The United States District Court for the District of Arizona has held that mere reference to a “pyramid scheme” in a prior lawsuit is insufficient to warrant judgment on the pleadings regarding the relatedness of a later claim alleging a pyramid scheme. Hanover Ins. Co. v. Vemma Int’l Holdings, Inc., 2016 WL 4059606 (D. Ariz. July 29, 2016). The court also held that the possibility of reputational and financial harm to an insured individual is sufficient to demonstrate irreparable harm for the purposes of seeking a preliminary injunction for advancement of defense costs.
The Federal Trade Commission (FTC) filed a lawsuit against the insured entity and an insured director alleging, among other allegations, that the insureds had participated in a pyramid scheme. The insureds notified their insurer of the lawsuit, seeking coverage under the company’s directors and officers and entity liability policy. The insurer denied coverage for both the insured entity and the director and filed a declaratory judgment action. The insurer argued in a motion for judgment on the pleadings that coverage was unavailable on the ground that the FTC action was not a claim first made during the relevant policy period because it was related to other claims asserted prior to the policy period. The insureds sought a preliminary injunction for reimbursement of defense expenses.
The court denied the insurer’s motion, concluding that further discovery was needed to determine whether prior lawsuits were based on the same marketing and compensation scheme as the FTC action, and that a previous claim including allegations of a pyramid scheme did not necessarily preclude coverage for a later pyramid scheme claim.

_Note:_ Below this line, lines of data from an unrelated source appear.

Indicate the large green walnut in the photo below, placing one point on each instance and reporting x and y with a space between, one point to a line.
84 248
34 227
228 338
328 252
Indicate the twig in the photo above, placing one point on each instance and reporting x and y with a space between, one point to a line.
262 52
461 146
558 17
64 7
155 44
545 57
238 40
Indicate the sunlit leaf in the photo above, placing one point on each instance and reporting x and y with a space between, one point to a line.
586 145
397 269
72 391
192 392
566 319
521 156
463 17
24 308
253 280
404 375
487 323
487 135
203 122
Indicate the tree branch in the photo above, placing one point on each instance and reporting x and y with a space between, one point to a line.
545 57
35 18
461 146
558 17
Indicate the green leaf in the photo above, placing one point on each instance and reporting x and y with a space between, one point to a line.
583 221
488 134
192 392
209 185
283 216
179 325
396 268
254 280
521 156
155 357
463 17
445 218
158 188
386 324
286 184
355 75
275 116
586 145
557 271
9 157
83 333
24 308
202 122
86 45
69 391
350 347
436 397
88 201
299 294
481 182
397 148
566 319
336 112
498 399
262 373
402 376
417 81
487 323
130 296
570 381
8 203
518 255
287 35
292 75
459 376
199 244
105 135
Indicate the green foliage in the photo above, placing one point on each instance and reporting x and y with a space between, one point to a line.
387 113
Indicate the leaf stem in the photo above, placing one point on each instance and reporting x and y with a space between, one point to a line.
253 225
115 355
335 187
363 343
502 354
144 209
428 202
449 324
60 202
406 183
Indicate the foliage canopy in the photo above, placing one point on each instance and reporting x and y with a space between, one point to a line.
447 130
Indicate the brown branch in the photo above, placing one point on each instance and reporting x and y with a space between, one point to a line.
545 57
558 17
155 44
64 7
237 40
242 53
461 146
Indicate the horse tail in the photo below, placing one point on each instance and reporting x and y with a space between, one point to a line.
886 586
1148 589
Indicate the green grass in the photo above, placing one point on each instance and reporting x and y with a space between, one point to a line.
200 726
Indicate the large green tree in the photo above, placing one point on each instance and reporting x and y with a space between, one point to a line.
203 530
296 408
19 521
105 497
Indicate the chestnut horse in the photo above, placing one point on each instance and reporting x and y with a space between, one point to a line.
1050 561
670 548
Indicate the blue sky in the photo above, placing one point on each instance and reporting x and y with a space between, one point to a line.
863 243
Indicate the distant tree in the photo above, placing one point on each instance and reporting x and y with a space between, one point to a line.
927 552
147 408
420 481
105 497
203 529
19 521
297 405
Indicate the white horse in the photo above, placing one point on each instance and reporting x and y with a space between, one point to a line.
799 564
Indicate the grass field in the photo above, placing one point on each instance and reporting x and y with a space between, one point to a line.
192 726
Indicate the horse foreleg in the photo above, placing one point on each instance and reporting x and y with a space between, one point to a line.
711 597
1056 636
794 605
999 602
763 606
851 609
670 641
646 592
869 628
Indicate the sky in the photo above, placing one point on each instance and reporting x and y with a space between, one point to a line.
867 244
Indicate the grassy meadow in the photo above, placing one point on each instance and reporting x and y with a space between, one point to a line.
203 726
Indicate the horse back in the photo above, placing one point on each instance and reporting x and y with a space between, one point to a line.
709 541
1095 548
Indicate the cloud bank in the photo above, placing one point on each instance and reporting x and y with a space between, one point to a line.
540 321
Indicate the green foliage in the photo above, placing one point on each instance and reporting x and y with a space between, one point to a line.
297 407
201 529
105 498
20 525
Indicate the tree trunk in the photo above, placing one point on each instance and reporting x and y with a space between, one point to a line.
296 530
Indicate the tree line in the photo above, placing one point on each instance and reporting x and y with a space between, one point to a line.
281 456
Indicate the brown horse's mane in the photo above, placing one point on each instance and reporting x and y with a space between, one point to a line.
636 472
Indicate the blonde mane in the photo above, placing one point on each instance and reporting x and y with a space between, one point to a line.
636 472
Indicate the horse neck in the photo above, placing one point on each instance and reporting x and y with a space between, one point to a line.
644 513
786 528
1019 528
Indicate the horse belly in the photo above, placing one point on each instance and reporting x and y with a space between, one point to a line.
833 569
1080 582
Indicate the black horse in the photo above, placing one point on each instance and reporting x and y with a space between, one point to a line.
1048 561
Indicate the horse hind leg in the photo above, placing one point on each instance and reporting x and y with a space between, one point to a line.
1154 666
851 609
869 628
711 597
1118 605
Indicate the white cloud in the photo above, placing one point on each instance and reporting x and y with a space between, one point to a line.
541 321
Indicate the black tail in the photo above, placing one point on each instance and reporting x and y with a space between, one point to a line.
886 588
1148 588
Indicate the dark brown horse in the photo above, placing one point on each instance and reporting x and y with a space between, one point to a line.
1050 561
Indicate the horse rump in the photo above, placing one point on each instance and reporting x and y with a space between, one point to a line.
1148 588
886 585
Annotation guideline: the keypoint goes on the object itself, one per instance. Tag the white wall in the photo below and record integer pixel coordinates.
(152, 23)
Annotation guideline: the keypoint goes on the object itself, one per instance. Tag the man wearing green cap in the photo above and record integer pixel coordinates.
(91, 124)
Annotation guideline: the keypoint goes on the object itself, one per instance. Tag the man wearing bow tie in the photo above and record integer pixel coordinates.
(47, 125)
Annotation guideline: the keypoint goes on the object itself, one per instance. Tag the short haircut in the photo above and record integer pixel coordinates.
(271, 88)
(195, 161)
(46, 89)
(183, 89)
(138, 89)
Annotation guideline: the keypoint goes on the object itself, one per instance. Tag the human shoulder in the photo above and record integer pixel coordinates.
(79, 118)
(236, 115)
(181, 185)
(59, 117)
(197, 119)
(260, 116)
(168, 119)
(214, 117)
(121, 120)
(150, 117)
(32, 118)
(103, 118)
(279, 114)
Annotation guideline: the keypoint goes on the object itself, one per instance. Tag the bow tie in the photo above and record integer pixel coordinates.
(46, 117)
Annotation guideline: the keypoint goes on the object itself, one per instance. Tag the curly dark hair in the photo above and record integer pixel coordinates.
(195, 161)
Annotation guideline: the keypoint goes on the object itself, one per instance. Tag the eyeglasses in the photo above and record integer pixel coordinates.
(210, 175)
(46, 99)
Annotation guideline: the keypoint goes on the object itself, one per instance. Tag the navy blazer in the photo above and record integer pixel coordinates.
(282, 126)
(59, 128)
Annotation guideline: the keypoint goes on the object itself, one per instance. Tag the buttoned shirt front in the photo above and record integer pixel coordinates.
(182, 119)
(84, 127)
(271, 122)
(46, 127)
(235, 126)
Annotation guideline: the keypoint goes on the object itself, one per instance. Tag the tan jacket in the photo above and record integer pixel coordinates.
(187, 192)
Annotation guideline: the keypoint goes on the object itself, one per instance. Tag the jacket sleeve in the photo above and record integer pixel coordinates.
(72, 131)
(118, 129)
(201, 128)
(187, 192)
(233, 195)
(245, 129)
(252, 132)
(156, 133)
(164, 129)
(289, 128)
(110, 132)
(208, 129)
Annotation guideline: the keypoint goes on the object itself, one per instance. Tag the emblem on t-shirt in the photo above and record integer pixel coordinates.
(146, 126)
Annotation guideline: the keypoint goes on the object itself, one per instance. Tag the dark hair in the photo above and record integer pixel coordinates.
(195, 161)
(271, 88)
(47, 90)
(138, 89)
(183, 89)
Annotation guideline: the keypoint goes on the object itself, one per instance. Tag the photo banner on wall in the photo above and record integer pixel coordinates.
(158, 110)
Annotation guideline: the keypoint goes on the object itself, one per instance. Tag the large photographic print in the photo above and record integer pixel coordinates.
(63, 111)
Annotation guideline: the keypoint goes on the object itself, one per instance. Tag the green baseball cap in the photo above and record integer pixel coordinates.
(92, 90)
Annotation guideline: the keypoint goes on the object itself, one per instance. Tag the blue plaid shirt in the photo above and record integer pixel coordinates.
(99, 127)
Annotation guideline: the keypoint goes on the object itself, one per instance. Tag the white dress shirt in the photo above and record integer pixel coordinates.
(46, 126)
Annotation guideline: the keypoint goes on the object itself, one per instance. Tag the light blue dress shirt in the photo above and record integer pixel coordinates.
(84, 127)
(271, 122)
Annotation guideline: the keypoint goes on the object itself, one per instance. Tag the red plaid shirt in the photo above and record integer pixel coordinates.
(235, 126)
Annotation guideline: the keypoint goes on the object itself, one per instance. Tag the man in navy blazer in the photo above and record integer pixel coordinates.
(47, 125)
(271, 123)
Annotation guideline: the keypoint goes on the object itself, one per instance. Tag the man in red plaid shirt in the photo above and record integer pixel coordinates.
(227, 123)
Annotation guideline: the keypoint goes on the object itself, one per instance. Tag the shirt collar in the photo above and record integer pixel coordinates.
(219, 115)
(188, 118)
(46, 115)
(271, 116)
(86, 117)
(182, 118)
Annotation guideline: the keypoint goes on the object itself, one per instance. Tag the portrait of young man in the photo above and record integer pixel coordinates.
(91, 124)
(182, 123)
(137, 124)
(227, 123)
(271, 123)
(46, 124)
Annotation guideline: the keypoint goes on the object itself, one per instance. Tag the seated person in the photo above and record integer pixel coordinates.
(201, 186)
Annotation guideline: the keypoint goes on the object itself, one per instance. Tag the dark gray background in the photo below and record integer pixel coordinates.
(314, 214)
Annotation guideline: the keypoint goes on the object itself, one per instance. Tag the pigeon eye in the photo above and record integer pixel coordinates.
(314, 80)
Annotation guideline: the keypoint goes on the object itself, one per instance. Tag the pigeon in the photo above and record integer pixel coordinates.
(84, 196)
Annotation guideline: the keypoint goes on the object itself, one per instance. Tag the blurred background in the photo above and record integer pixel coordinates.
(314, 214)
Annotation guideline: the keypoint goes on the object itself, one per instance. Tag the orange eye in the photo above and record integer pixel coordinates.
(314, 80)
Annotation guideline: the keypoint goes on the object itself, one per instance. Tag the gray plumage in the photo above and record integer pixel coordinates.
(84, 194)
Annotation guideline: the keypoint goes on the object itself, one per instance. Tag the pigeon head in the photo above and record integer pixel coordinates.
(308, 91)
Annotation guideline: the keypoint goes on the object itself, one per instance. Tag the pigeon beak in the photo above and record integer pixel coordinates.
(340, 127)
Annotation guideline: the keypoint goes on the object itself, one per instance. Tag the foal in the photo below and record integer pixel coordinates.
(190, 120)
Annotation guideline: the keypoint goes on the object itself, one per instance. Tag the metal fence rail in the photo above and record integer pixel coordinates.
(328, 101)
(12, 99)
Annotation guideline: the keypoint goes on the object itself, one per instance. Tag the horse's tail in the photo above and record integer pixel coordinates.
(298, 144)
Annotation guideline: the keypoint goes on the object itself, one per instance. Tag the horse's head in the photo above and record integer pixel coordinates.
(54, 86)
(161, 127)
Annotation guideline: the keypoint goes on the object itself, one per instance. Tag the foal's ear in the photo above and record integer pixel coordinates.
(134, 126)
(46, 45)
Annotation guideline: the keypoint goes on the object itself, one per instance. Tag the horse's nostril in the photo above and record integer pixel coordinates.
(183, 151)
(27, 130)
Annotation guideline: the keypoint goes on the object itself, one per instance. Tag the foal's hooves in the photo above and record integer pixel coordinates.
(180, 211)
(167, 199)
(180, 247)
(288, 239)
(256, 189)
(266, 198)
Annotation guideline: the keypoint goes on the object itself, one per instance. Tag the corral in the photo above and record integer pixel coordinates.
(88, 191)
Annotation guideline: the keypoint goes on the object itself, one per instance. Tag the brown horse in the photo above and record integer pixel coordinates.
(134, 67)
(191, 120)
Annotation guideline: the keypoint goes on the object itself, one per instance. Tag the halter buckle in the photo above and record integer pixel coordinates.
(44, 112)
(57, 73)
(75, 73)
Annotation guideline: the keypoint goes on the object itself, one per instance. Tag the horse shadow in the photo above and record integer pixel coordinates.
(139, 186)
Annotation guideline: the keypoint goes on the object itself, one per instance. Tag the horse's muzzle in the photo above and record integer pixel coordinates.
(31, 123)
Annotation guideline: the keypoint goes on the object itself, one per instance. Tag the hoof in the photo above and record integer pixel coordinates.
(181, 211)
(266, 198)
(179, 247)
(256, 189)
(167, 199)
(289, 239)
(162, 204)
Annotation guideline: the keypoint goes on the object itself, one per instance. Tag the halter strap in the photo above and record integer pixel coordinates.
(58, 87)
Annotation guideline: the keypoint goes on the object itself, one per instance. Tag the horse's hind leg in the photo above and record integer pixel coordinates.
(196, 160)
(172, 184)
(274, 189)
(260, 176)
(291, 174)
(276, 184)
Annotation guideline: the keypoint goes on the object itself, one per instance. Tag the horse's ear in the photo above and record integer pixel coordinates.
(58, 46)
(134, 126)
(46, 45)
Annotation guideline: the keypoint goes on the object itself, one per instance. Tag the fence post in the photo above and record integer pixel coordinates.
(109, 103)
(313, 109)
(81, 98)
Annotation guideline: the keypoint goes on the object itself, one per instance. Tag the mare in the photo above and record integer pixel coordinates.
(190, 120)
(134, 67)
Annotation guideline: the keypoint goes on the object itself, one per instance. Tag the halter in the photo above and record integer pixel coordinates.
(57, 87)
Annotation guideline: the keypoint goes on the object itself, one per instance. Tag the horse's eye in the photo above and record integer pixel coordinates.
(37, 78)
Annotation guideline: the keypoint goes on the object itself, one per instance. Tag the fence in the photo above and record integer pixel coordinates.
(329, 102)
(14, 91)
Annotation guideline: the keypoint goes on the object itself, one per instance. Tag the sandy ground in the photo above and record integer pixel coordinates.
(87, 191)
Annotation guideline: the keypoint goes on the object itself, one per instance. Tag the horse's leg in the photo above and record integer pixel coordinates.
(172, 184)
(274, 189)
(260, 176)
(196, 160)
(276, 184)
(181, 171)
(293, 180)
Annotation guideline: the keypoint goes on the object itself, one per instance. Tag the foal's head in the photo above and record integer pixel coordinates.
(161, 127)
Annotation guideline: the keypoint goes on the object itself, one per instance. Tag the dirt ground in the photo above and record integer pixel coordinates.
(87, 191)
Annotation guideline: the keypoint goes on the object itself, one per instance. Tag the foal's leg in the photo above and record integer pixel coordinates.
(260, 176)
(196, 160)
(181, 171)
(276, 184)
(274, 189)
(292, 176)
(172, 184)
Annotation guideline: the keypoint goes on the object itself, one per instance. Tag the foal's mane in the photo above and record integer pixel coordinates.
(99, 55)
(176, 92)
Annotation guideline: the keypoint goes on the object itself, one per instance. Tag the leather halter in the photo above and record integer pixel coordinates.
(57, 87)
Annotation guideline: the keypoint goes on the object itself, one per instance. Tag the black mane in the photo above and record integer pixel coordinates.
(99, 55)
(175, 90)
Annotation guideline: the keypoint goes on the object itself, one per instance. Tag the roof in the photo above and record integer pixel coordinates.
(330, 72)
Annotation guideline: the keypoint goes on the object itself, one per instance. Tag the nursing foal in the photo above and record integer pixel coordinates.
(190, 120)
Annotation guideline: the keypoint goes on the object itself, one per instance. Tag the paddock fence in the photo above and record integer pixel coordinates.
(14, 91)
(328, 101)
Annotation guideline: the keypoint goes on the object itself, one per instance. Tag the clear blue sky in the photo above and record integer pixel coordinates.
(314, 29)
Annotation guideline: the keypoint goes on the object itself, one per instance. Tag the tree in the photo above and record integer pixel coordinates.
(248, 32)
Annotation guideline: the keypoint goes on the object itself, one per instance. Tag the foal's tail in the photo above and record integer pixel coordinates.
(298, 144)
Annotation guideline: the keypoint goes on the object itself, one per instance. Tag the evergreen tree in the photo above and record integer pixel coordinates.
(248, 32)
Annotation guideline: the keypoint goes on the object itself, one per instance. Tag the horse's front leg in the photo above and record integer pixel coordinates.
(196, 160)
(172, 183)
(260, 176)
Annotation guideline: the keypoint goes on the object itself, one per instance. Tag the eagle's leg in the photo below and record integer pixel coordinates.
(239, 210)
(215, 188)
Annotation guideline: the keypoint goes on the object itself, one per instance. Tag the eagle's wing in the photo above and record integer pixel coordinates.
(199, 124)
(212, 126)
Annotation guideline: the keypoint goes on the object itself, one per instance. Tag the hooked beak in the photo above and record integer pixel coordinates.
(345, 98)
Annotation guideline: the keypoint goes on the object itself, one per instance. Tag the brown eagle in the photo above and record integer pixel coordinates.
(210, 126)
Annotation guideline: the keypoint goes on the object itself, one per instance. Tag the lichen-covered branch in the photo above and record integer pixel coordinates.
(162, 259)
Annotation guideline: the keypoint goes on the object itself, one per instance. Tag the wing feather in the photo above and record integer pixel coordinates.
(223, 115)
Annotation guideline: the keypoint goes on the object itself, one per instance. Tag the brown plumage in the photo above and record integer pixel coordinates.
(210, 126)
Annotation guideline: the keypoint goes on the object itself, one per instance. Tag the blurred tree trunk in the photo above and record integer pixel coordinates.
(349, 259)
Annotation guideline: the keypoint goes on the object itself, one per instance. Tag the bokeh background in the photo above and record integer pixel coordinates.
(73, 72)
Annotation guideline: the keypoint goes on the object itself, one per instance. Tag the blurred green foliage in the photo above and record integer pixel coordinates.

However, the court denied the insured company’s request for a preliminary injunction because the insurer had shown that the insured company might not succeed on the merits with regard to whether the claims were related. Nevertheless, the court granted the insured director’s request for a preliminary injunction for advancement of defense costs, subject to the policy’s allocation provision, because the insurer identified no evidence that any prior claims were brought against the insured individual. The court concluded that the director had demonstrated the likelihood of irreparable harm if the injunction was not granted, as the director had produced evidence of likely reputational harm and the potential for financial ruin in the absence of an insurer-funded defense.